Paul Mersmann: Chirico [7]

Ich sage es voller Liebe und ohne die Spur eines verächtlichen Hintergedankens, er sah aus wie ein gewaltiger Hase. Als ich mich umwandte, erkannte ich ihn sogleich. Das Gesicht war vollkommen das, was immer schon immer kannte, nur war eben der Zug, den das Leben mitbringt und nicht die Malerei, von einer ebenso kindlichen wie würdevollen Geistigkeit. Ein ewiger Strom der Inspirationen gab den Zügen etwas Leichtsinniges. Die Macht seines Geistes überhauchte aber zugleich das Angesicht mit dem großzügigen Eigensinn dessen, der nicht bloß glaubt, er wisse von den großen Geheimnissen der Gestaltung mehr als andere, sondern den bittere Erfahrungen gelehrt hatten, das es so sei. Auf diese Weise entstand der weiche und mächtige Zug, der den inspirierten Menschen erspart, wie der Vogel Voltaire in die Welt zu stechen. Wer geben muss, bis er alt ist, kann sich in den Gewissheiten nicht abschließen, er bleibt immer ein wenig an den Zirkus gebunden, von einer Harmlosigkeit, die auch die tiefsten Erfahrungen nicht aufheben können. Wer das ewig Unbezahlbare schafft, bleibt zugleich auch immer ein Bettler. Sein dunkler Mantel war wie von fremden Händen, aber mit dem fürsorglichen Ärger einer Mutter zugeknöpft. Ich erinnere mich sogar an zwei verschieden farbige Knöpfe und an einen langen Wollschal.
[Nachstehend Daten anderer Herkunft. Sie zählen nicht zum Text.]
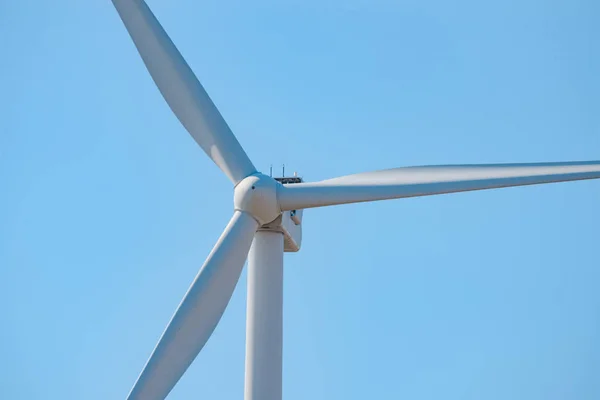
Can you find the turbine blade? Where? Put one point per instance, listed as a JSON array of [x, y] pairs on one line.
[[199, 311], [182, 90], [429, 180]]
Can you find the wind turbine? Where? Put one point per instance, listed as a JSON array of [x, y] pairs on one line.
[[267, 220]]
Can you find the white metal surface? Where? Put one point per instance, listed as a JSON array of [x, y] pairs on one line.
[[199, 311], [264, 317], [262, 201], [424, 181], [182, 91]]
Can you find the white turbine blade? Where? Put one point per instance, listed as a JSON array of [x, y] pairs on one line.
[[199, 311], [429, 180], [182, 91]]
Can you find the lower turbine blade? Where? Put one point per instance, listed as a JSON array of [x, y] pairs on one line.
[[199, 311]]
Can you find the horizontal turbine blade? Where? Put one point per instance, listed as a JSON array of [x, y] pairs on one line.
[[199, 311], [182, 91], [429, 180]]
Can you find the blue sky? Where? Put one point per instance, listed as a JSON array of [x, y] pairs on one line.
[[108, 207]]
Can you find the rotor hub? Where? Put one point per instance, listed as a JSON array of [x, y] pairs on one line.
[[257, 195]]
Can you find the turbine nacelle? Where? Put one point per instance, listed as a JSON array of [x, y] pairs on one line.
[[264, 205], [257, 196]]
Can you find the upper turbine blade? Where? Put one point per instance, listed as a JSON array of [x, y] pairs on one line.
[[182, 91], [199, 312], [424, 181]]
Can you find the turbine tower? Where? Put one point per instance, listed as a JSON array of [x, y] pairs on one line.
[[267, 220]]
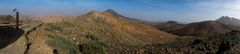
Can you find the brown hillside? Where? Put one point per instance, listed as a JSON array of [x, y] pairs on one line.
[[115, 28], [169, 26], [205, 28], [108, 27]]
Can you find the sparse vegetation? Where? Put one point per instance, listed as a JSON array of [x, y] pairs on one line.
[[53, 27], [92, 47], [63, 45]]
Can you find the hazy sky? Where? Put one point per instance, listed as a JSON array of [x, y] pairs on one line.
[[150, 10]]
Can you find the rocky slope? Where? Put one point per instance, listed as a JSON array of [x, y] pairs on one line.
[[230, 22], [205, 28]]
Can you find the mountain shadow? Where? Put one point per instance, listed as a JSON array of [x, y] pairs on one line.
[[9, 35]]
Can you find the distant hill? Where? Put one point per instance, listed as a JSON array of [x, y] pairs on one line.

Diese Dinge verband eine gewisse Gleichgültigkeit mit der romanischen, etwas ängstlichen Berücksichtigung leiblicher Zufälle, und das auf eine so ganz unsentimentale Weise, dass der Eindruck einer eigensinnigen Selbständigkeit vollständig gewahrt blieb. Man hätte auch von Würde und Armut sprechen können, wenn nicht die eindeutige Größe des Ausdrucks den zugleich etwas seltsamen Verdacht, hier sei ein verborgener Weltmann verkleidet aus seinem selbst gewählten Käfig gestiegen, genährt hätte. Man fühlt unbedingt, auch durch die Erregung, die diese Begegnung hervorruft, man dürfe ein solches Wesen aus egoistischen Motiven weder mit Fragen fangen noch mit Bitten verfolgen. Dies war auch der Grund, weshalb ich ihn trotz des kurzen und von ihm sehr freundlich geführten Gespräches nicht bat, ihn in seinem Atelier aufsuchen zu dürfen. Meine alte und lange gehegte Zuneigung hat hierdurch für immer etwas Brennendes und Lebendes angenommen.